顿了顿,他又别扭地说:“或者也可来寻我。”

他心里宽慰自己,他并不是怜悯薛晏过得惨,毕竟跟自己没关系。自己只是要将君家从中撇清楚,不可让他们无故背这个黑锅。

薛晏片刻后,却只是低声笑了一声,说道:“我还不知道你的名字。”

他此时裹在君怀琅的披风里,洁白的绒毛缀在他脸侧,看起来还挺乖。

但那一双眼,许是颜色太浅的原因,看向君怀琅时,总让他觉得有股恣睢的野劲儿,像只难以驯服的野兽,透出几分危险气息。

君怀琅觉得,定是自己想多了。

“我姓君,名为君怀琅。”他回道。

就在这时,外头传来了脚步声。

君怀琅回过身,就看见郑广德一路小跑,后头跟着进宝。郑广德应当是睡下了,这会儿衣袍都没穿整齐,情急之下,领扣都扣错了。

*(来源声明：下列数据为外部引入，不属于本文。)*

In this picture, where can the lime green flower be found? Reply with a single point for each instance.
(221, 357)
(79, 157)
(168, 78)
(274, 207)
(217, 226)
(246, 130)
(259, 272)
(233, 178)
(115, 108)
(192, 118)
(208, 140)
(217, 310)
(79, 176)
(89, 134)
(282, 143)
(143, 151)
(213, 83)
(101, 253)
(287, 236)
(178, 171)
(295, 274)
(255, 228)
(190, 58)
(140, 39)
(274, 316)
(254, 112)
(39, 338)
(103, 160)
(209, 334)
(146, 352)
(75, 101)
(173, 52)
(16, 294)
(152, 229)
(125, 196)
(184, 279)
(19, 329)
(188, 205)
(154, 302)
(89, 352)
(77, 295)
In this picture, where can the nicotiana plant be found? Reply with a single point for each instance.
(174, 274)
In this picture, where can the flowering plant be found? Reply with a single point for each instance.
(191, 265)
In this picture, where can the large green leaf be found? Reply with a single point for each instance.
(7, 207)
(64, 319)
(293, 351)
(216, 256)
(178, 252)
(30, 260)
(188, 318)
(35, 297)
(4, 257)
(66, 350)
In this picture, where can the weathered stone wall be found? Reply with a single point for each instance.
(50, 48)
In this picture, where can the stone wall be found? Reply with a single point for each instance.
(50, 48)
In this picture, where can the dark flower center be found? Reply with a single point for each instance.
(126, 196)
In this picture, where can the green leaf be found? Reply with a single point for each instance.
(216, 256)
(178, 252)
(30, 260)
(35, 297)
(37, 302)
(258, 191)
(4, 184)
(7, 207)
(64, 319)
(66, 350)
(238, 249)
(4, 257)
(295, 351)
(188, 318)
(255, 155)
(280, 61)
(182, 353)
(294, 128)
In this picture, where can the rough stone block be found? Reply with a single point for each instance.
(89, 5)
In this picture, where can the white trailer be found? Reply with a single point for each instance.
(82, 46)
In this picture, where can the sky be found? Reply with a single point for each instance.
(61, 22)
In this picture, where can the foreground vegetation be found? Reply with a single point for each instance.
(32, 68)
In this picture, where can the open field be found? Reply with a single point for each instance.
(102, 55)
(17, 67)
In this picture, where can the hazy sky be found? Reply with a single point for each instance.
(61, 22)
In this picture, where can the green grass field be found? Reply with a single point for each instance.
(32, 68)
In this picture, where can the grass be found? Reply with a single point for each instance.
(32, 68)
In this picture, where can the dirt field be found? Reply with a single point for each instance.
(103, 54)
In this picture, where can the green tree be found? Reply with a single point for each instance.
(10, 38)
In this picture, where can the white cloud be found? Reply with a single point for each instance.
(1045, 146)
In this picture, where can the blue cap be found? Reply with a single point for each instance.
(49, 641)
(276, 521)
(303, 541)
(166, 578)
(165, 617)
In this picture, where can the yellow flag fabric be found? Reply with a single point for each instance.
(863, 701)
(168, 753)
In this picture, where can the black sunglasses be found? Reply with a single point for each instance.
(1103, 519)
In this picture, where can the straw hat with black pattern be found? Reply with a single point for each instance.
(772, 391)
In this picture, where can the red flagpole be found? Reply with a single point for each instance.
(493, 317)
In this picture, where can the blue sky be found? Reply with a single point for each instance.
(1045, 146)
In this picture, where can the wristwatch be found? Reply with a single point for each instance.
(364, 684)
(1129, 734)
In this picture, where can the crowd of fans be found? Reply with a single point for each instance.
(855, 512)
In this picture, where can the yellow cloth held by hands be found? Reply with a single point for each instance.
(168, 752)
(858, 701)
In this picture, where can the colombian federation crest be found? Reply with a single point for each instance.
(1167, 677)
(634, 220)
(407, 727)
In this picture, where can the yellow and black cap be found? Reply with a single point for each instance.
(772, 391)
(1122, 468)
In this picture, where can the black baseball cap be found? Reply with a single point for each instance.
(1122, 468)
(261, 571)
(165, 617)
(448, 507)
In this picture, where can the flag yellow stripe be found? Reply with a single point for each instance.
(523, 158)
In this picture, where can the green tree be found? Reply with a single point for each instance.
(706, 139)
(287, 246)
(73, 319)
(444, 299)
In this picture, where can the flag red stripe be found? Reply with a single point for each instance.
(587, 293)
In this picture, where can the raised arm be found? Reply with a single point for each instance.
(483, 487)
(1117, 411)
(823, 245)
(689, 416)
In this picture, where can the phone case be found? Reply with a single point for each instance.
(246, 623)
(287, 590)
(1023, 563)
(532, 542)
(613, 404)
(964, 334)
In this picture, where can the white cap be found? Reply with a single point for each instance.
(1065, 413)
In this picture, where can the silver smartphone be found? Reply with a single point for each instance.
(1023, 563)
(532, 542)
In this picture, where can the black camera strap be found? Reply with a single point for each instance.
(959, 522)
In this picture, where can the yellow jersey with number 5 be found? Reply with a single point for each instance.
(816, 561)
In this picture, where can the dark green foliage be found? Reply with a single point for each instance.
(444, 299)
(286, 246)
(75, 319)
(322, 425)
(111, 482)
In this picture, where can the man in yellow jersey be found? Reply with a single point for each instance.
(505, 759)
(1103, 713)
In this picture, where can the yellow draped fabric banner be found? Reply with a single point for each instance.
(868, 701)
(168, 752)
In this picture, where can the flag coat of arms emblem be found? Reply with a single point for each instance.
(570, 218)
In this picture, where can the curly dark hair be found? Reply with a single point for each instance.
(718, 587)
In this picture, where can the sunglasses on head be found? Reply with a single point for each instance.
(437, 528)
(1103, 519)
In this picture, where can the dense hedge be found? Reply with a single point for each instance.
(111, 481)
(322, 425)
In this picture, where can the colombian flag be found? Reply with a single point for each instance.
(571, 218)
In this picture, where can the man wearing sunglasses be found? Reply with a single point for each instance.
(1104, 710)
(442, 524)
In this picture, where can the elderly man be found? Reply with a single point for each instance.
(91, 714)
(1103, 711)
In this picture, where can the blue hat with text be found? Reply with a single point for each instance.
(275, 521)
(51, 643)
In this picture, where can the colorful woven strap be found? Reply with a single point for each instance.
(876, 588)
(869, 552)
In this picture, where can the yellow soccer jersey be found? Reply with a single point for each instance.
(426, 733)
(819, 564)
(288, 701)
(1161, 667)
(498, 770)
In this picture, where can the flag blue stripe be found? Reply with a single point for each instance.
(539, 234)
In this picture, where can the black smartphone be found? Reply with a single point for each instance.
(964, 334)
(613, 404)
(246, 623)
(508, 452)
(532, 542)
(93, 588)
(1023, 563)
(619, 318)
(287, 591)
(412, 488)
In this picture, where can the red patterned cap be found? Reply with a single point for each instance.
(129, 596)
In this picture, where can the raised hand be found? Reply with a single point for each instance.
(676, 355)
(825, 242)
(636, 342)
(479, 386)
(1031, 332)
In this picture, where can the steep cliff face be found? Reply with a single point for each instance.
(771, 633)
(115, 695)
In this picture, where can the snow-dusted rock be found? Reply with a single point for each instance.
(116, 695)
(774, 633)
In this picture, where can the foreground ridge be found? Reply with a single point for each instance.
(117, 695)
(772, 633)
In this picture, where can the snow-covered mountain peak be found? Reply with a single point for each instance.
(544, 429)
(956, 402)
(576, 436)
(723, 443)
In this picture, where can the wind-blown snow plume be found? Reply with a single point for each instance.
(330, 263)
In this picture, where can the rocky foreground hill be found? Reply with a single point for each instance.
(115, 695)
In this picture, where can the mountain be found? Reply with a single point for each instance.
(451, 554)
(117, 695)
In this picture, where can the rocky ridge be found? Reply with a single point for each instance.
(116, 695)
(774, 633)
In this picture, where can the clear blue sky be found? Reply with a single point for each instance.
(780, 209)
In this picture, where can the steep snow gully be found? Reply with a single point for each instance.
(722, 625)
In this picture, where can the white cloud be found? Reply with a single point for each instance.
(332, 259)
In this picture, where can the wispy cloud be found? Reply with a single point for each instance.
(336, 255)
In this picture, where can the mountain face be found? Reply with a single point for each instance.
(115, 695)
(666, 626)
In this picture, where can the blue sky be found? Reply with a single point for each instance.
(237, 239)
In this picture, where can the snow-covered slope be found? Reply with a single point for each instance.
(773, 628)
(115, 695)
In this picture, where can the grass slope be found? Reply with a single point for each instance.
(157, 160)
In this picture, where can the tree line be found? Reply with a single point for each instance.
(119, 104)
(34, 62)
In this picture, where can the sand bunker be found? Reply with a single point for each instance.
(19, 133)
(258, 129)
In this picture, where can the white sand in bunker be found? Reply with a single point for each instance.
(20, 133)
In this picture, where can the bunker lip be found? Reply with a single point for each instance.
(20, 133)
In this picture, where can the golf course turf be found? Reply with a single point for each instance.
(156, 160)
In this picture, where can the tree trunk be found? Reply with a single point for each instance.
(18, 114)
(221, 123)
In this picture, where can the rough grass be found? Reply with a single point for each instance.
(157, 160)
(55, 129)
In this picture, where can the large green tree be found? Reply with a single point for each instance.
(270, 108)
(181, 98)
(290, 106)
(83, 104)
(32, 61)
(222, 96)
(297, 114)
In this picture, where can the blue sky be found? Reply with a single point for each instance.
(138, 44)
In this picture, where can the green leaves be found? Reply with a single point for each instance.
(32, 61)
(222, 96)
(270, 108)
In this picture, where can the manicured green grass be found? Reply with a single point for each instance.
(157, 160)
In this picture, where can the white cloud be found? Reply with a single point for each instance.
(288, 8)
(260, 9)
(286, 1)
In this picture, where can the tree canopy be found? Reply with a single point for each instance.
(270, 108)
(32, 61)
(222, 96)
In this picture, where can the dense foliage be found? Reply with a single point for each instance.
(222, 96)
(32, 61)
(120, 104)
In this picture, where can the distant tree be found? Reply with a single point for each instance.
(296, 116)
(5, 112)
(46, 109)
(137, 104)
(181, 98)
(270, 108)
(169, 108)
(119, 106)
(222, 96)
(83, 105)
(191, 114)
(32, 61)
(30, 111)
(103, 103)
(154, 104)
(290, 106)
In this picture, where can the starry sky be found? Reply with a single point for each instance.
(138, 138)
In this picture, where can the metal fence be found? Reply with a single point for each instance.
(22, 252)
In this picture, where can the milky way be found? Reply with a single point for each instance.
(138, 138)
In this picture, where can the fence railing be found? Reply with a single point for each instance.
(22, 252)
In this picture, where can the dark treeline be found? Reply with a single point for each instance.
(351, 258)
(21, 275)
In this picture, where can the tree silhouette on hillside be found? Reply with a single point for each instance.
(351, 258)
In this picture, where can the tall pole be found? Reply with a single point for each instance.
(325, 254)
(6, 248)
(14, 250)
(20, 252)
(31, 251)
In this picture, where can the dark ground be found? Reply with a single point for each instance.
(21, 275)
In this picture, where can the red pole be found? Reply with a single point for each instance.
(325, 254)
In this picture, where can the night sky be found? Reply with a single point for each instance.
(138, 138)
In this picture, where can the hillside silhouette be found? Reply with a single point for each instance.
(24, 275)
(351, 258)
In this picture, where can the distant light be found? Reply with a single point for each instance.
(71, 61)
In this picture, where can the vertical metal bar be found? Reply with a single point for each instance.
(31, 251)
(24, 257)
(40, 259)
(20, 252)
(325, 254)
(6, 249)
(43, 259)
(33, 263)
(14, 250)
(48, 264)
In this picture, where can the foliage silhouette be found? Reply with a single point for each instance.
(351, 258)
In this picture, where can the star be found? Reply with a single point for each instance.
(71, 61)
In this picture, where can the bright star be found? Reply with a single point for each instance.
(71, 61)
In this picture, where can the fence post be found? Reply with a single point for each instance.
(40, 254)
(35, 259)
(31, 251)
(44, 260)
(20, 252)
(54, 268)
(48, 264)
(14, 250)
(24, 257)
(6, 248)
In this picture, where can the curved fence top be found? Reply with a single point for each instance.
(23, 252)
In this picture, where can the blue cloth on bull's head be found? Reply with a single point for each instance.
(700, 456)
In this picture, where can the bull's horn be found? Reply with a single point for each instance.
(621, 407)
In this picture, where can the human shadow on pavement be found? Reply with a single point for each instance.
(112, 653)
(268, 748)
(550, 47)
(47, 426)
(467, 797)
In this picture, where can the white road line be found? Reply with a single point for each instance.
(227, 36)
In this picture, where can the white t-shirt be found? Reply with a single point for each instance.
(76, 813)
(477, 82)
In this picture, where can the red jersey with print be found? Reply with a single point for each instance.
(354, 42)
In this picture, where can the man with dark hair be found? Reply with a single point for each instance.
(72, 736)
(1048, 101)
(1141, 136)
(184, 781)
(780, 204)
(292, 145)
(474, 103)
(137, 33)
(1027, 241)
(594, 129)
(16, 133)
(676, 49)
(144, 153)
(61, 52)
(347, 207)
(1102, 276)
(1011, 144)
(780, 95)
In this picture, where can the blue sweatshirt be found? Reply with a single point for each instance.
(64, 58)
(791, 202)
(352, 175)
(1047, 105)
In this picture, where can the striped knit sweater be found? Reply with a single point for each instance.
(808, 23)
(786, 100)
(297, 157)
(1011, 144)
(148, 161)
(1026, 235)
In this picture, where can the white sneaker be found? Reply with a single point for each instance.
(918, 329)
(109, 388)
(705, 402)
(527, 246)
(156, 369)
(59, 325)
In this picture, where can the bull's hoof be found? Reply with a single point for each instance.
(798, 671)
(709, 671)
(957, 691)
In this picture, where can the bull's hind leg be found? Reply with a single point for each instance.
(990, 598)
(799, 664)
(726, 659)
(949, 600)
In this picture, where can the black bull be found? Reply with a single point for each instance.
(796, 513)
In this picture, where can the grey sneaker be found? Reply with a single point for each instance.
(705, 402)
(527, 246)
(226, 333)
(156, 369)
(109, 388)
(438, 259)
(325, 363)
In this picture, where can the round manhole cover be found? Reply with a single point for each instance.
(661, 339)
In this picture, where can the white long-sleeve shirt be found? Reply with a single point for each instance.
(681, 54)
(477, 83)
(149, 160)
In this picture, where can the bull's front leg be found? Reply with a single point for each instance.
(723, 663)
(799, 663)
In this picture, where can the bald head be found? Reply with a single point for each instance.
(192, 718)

待郑广德进来,便急匆匆地跪下,给君怀琅行礼:“世子殿下,您找我?”

君怀琅背对着他站着,微侧过头,说道:“鸣鸾宫若没有其他闲置的宫室,我可以将我的住处腾出来,给五殿下住。”

郑广德一听这话,吓得肩膀一哆嗦。

原来这位小祖宗大晚上把自己弄起来,是给这位娘娘问都没问过一句的五殿下打抱不平来的?

这小祖宗虽说好伺候,但可是娘娘的心尖尖。要让这位不高兴了,娘娘可有的是法子收拾自己。

郑广德连忙赔笑道:“世子殿下这是哪儿的话!鸣鸾宫空闲的宫殿可多了,只是这些都是娘娘吩咐下来的,奴才也就是照做……”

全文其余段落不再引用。